A deficit in visual perception is not compensated by "allotting oneself more time”, but rather through consuming, television, loud music, driving, eating out, adventure holidays—the importance of sex, etc. is practically inherent to the system. (Such a society need not wonder about the rise in violent potential, it is a consequence.) Our perceptual organs are the window to the world. Out of the sheer, endless spectrum of frequencies we humans only perceive a fraction and then only as five different aspects (five senses). Because we cannot process everything we see, hear, feel, etc. simultaneously, our brains must constantly choose and favor certain impulses over others, or register them one at a time. Out of the mass of constant impulses, some information is grouped into patterns. Through culture-specific experiences further patterns are defined, through which, for example, noise becomes language or music. To interpret perception it is necessary to seek out and recognize patterns, and sometimes, humans see patterns where there are none (i.e. star constellations). The question arises: how far apart can these singular impulses be to still enable a pattern to be recognized.? If the speed is too great then only the movement is recognizable (i.e. images in booklets, when thumbed through quickly, dissolve into a film segment); if the distance between is too great or the pattern unrecognizable, no link is made (Some japanese music, for instance, seems to our "western” ears to only be comprised of clangs and noise, without any perceiveable structure, but if the speed of the music is increased, we suddenly recognize rhythm and melody.

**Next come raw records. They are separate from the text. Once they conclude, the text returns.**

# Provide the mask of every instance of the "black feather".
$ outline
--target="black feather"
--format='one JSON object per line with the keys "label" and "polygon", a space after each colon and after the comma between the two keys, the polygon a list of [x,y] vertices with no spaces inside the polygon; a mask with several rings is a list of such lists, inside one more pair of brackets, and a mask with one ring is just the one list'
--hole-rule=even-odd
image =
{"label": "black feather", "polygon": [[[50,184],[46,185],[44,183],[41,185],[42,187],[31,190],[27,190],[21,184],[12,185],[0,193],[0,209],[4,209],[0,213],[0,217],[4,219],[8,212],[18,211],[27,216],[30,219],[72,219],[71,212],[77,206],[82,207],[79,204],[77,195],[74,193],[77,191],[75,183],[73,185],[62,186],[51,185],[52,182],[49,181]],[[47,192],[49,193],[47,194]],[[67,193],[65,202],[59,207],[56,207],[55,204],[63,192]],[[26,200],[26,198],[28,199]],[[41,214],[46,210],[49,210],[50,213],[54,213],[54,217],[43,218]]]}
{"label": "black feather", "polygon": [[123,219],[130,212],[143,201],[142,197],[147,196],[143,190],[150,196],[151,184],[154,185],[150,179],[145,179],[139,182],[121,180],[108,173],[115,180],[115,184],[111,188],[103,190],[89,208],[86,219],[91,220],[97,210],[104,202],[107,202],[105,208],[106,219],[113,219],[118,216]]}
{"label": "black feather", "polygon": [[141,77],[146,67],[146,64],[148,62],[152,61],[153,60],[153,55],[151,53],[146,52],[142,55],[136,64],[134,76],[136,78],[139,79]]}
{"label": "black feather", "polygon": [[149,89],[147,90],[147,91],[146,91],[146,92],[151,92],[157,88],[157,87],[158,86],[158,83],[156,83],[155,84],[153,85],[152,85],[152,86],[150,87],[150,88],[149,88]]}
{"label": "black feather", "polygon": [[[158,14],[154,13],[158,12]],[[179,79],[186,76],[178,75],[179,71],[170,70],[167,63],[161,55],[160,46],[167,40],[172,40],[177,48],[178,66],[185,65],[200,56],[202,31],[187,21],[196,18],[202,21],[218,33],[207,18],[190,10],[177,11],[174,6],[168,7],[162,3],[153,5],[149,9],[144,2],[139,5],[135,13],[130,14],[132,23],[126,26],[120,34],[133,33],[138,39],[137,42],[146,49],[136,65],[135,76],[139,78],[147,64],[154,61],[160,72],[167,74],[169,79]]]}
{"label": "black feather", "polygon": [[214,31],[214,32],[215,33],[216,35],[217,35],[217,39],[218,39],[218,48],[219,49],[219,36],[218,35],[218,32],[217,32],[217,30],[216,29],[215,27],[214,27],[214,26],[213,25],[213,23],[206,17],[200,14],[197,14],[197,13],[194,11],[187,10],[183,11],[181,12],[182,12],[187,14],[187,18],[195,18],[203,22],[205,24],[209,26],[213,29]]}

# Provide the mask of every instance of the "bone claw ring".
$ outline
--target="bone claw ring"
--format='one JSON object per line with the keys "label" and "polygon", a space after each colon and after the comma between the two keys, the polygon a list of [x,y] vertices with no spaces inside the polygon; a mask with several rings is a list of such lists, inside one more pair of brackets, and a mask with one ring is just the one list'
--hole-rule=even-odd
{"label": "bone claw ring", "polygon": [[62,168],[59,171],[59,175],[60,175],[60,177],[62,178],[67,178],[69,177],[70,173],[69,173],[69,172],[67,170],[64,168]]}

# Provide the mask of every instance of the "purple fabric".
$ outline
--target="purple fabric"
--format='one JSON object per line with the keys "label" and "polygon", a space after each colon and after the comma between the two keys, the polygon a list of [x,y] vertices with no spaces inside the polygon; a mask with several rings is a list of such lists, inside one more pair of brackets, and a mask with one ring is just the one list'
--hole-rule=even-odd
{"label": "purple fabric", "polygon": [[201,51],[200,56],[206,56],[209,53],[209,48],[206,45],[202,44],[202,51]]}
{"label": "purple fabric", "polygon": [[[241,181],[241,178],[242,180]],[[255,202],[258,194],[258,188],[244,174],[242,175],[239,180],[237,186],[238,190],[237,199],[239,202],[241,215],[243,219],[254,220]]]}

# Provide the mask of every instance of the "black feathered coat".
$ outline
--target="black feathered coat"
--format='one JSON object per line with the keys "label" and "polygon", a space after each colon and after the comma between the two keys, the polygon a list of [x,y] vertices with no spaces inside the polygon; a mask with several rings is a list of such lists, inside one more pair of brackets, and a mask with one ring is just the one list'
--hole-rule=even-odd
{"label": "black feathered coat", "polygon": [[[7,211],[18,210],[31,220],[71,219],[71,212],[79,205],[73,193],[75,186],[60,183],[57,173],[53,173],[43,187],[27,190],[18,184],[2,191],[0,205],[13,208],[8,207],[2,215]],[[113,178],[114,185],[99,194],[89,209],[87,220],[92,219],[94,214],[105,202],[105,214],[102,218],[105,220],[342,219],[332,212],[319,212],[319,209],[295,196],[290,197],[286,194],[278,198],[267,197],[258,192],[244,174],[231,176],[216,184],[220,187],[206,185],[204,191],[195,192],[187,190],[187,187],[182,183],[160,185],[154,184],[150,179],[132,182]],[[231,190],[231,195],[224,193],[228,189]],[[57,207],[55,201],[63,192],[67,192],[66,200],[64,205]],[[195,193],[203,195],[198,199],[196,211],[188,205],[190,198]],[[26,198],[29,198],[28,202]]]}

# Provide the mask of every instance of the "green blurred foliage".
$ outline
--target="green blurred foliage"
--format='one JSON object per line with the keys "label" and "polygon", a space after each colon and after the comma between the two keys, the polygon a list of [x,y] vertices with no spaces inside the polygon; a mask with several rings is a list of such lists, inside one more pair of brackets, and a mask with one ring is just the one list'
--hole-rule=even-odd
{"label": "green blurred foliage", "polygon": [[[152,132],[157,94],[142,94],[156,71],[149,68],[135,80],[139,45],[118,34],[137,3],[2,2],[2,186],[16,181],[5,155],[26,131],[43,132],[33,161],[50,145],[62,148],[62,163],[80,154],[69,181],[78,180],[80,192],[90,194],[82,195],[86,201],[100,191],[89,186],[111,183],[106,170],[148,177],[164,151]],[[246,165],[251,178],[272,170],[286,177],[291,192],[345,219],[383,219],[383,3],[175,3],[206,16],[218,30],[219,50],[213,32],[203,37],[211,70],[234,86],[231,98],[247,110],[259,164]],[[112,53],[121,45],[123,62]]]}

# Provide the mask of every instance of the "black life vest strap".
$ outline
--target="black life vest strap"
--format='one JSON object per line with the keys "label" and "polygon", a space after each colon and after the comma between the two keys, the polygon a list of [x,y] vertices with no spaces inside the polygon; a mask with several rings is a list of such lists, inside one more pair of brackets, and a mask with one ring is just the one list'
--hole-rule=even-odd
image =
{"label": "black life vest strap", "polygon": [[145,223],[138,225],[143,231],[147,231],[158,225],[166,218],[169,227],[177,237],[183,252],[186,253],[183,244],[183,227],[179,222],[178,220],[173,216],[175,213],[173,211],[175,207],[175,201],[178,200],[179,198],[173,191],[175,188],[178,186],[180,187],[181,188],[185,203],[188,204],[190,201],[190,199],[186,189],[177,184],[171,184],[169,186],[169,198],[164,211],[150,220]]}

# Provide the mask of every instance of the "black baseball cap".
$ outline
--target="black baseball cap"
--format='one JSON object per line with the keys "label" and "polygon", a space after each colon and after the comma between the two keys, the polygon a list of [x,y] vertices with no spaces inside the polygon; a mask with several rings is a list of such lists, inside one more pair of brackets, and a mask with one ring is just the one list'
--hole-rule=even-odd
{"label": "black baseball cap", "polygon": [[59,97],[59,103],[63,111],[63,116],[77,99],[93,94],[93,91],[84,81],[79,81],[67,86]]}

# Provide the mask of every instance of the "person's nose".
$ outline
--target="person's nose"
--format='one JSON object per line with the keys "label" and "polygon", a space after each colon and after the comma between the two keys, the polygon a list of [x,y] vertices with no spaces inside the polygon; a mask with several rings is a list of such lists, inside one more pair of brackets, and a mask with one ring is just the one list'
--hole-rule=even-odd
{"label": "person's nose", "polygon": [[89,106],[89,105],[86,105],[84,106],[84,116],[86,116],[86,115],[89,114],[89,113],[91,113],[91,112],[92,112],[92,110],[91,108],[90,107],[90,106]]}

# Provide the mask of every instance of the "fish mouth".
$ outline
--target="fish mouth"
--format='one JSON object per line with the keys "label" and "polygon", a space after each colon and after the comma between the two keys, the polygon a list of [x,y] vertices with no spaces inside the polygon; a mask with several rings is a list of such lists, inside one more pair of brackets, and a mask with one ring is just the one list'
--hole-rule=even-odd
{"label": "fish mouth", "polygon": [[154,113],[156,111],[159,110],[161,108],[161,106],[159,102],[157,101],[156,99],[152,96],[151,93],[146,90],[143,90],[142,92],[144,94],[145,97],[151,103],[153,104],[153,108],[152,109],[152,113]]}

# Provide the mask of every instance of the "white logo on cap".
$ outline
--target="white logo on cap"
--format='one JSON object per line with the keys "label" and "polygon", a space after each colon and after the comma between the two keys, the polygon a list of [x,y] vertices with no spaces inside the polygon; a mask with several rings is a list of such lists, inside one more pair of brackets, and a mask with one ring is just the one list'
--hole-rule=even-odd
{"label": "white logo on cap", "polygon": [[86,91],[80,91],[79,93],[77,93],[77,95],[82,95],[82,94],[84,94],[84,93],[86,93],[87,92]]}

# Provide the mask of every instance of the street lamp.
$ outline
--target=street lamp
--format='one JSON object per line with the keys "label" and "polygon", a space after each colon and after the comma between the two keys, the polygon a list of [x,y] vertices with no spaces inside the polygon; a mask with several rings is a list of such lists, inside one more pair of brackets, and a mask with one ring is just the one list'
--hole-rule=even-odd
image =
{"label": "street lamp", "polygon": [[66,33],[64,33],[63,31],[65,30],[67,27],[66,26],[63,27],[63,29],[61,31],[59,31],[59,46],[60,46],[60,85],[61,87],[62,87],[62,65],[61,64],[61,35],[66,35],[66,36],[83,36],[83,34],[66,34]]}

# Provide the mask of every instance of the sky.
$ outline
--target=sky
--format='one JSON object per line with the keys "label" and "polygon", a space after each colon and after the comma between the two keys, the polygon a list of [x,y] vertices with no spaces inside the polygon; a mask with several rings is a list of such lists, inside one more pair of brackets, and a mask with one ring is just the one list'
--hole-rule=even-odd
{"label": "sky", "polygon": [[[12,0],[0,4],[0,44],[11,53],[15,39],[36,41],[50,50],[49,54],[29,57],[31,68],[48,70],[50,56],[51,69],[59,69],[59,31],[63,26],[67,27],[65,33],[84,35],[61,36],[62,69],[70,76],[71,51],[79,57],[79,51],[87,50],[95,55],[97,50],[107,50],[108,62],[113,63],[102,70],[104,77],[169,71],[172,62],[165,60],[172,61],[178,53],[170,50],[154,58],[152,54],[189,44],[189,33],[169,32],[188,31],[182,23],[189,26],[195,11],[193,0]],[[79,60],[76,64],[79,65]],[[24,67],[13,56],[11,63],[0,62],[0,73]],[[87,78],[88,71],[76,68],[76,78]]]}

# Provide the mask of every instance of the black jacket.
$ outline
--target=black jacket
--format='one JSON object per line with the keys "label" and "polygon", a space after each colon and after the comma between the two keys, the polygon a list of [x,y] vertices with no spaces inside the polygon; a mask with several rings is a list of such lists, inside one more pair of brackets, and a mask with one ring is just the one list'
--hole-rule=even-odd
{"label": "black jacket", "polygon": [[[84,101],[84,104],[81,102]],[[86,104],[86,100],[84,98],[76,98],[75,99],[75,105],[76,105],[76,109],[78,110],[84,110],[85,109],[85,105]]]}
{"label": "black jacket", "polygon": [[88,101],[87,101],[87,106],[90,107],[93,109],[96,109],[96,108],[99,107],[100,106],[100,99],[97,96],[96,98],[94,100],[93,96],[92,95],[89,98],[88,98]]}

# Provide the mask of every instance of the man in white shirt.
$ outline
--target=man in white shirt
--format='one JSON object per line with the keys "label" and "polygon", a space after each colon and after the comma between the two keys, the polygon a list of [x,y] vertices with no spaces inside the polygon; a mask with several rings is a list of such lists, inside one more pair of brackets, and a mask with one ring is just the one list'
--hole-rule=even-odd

John Cage’s interpretation of a Bach composition in a church in Halle a.d. Saale is a good example: the organ piece will take approx. 600 years to complete, because it is the artist’s wish that it be played as slowly as possible.)
In a production process it sometimes is useful to employ haste, so that something "good” can be produced (i.e. when watercoloring, or glueing, etc. where the medium could no longer be used as it was intended).
The importance of slowness is being able to allow yourself time, to hear, to see, and to give the brain time to associate. Each situation has its own time and timeplan. Artistic production is not definable as time work—art is only partially a product. Most certainly there are times of interface where artistic expression is marketable, but the economic thought must be an inner content. Criteria for quality cannot be effort expended and costs, but rather the "purity” and consequence of image and execution. Slowness in terms of ripeness. In my artistic search, the final product is not the most important thing, it is the process. The "art objects in themselves are not the goal of work, they are materialised situations of a process.” An Art Academy is not an institution which provides the student with a profession, but rather offers help to develop the student’s personality. Art is initially useless, which is not to be confused with meaningless. Art is purpose-free, but full of meaning, which can be of use to society.
"Taking one’s time” is not only important to me when creating and producing my work, "time and rhythm” are its subject.